Дело в том, что Олег. Петрович решил спекульнуть автомашиной и получить за нее на целую тысячу рублей больше ее стоимости. Покупатели нашлись, потому что машина была совершенно новая и, к счастью, нигде не побитая и даже не поцарапанная, мотор тоже, хоть и плохо обкатанный, работал прилично. Но что это были за покупатели, никто не знал. Воркуев, конечно, очень рисковал. Единственным его оправданием были те два года, на протяжении которых он потратил столько нервов, что ни за какую тысячу их не вернешь. Так он подбадривал себя с вечера, повторяя, что его здоровье стоит гораздо дороже.
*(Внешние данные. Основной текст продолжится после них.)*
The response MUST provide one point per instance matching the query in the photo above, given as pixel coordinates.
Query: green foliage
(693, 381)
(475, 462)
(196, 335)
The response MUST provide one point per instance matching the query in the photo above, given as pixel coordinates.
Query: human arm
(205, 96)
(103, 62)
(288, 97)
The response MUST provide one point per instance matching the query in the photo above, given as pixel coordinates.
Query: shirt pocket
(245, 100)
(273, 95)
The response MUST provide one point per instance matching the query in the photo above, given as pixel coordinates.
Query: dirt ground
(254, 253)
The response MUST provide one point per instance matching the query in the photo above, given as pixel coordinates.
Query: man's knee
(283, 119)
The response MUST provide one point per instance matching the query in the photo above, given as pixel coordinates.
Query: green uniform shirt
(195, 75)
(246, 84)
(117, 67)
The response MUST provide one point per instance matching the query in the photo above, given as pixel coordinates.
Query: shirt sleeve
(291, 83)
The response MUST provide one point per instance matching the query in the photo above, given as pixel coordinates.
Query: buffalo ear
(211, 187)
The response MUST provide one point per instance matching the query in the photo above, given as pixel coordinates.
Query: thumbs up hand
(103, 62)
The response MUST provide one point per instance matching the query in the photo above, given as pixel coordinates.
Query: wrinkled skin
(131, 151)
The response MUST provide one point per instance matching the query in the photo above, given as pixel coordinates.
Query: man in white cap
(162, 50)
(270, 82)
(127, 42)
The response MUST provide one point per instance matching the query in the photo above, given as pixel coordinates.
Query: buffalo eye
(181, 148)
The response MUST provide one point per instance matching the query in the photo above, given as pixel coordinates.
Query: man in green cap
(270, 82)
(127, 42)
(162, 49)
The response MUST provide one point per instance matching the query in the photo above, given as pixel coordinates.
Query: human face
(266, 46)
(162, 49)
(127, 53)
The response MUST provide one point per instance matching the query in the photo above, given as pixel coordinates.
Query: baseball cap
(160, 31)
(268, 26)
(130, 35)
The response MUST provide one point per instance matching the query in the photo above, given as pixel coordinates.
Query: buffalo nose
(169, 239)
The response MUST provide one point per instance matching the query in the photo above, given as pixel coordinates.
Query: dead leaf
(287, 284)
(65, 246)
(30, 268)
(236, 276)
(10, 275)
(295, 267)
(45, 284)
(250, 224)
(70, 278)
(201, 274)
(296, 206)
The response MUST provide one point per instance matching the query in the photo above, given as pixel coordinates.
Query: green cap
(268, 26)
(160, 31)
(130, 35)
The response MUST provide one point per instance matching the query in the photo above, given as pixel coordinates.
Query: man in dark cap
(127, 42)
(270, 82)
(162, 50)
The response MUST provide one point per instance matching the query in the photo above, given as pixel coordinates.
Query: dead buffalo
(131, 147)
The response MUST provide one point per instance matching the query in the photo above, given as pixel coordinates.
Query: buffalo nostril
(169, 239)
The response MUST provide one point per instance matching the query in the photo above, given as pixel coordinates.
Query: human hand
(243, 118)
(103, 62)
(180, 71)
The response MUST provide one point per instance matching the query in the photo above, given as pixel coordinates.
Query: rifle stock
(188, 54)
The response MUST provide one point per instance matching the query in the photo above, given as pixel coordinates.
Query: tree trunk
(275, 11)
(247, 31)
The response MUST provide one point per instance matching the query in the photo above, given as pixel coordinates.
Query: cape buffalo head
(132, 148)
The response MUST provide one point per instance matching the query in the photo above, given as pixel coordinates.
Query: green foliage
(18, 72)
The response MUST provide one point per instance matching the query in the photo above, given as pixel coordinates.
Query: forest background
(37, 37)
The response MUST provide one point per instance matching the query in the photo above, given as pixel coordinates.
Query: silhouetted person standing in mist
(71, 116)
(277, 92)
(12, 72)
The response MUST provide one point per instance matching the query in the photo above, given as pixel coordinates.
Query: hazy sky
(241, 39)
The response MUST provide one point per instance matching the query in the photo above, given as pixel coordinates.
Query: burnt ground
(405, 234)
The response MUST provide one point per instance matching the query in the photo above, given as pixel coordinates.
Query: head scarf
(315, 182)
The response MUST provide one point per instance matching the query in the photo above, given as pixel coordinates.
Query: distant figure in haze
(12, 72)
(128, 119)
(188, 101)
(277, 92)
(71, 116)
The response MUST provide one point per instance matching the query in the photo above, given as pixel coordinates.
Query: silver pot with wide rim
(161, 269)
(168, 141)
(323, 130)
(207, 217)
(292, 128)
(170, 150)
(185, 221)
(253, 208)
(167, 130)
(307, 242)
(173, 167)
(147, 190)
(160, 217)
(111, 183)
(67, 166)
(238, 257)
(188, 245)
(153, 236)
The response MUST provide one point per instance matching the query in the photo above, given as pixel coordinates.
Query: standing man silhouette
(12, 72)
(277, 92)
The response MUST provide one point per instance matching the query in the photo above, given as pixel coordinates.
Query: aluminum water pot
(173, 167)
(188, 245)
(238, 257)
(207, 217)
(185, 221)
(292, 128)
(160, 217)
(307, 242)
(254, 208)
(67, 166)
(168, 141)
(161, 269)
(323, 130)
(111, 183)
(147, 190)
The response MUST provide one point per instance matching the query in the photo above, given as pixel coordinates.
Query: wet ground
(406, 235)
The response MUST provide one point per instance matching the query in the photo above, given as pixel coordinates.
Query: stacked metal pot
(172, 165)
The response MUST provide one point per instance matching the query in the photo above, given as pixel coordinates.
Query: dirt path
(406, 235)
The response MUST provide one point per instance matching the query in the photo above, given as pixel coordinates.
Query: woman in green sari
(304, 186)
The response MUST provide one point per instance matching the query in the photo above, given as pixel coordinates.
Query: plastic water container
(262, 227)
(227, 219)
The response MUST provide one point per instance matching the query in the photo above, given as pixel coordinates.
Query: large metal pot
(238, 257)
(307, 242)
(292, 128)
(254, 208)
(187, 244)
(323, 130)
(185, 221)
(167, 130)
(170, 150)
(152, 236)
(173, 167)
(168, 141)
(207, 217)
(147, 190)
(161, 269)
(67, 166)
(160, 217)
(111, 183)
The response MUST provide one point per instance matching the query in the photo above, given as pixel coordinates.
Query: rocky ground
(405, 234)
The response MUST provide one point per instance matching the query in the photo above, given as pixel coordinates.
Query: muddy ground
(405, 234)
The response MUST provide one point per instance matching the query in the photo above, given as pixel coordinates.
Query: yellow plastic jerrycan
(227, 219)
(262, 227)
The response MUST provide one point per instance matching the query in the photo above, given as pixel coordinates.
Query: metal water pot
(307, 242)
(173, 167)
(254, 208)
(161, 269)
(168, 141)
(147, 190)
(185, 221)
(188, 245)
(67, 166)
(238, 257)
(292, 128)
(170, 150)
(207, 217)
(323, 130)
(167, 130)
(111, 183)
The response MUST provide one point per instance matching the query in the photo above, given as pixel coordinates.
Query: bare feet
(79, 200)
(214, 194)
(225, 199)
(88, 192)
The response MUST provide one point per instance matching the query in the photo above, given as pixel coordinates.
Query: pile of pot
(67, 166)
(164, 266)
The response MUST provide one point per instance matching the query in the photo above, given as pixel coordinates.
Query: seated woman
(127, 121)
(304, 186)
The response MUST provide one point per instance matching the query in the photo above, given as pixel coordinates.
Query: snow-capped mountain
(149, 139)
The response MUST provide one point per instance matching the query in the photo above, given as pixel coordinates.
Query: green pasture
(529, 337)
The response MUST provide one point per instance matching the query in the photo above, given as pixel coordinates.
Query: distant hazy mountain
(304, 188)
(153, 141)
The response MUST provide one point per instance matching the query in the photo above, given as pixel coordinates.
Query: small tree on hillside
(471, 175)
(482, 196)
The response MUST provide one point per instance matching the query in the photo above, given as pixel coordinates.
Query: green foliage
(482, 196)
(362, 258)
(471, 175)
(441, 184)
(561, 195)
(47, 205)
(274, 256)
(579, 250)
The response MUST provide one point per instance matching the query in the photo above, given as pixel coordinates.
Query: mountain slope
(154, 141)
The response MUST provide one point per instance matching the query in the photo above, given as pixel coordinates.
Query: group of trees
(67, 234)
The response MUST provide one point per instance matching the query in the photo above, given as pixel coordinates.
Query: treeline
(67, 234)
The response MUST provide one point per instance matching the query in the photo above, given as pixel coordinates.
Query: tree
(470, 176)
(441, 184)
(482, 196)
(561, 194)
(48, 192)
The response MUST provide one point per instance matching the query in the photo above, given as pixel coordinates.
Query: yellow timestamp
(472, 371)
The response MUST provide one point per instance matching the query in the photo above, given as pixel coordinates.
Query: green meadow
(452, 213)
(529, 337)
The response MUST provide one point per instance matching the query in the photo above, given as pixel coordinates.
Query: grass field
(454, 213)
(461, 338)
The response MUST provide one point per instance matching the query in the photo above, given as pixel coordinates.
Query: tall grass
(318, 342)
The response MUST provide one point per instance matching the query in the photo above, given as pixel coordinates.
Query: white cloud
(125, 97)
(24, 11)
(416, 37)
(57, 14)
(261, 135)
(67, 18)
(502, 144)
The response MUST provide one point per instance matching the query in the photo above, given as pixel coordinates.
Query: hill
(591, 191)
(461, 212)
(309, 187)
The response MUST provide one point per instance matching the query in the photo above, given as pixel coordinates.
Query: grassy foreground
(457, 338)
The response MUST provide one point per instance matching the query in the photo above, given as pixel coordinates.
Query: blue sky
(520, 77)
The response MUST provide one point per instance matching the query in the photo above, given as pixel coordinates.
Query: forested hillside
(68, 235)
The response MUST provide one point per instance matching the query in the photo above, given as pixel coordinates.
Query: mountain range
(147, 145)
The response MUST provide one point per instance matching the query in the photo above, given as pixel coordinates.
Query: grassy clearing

Но утром было не до шуток: его ждали в условленном месте деловитые и мрачные покупатели, с которыми он познакомился на толкучке.
День подходил к концу, а отец не звонил.
«Вот еще не хватало печали! – говорила Верочка Воркуева, когда к очередному звонку подзывали опять не ее. – Посадят еще за спекуляцию! Ну, папочка! Хоть бы догадался позвонить откуда-нибудь».
Ей все сочувствовали в редакции, один только Шубин говорил что-то о передачах, о свежем лесном воздухе, о регулярном питании.
Но, к счастью для Верочки, все обошлось благополучно, и когда позвонил отец, она отругала его, чуть ли не впадая в истерику, а когда бросила трубку, счастливо рассмеялась и воскликнула: «Господи! Унес у меня год жизни! Разве стоит этот год проклятой тысячи?!»
А Шубин, не отрываясь от рукописи, сказал:
«Разумеется. Эта тысяча обернется лишней комнатой для тебя. Я правильно понимаю? А лишняя комната сэкономит три года жизни. Три минус один – получается два года жизни. Чистый выигрыш. Как тебе моя арифметика? А теперь иди к черту, не мешай работать: весь день только и беспокоился о твоей афере. Дети не отвечают, конечно, за своих родителей, я это знаю, и твоя радость, конечно, понятна – отец ускользнул от карающего меча, но я и трети своей работы не сделал сегодня… Это ты меня втянула в сообщники, ты!»
«Шубин! Ну почему я никогда не обижаюсь на тебя? – спрашивала счастливая Верочка Воркуева. – Почему? Скажи… Ты, наверное, все-таки очень хороший мужичок!»
Мрачная заведующая, увидев Воркуеву, спросила: «Звонил? Все в порядке? Ну то-то! А что я тебе говорила? Тоже мне бизнесмены!»
Она даже отпустила в этот день Верочку Воркуеву пораньше домой, понимая, что та уже не сможет сегодня работать.
Это было 17 апреля. А 20-го случилось несчастье – тяжело заболел Олежка.
Ничего не предвещало беды, но после вечернего чая Олежка погрустнел и задумался, с недетским каким-то вниманием поглядывая на взрослых, не отвечая на их вопросы. Веки его заблестели, а глаза потухли. Он раньше времени попросился в кровать, которая тогда стояла в проходной комнате у бабушки с дедушкой, и уже в постели, когда Верочка с беспокойством поглядывала на градусник, не веря в ту катастрофически высокую температуру, которую он показывал, Олежка грустно и задумчиво посмотрел на мать и на бабушку, вздохнул и очень серьезно сказал, поразив и испугав всех этой недетской серьезностью:
– Мама, у меня очень болит голова. Очень болит!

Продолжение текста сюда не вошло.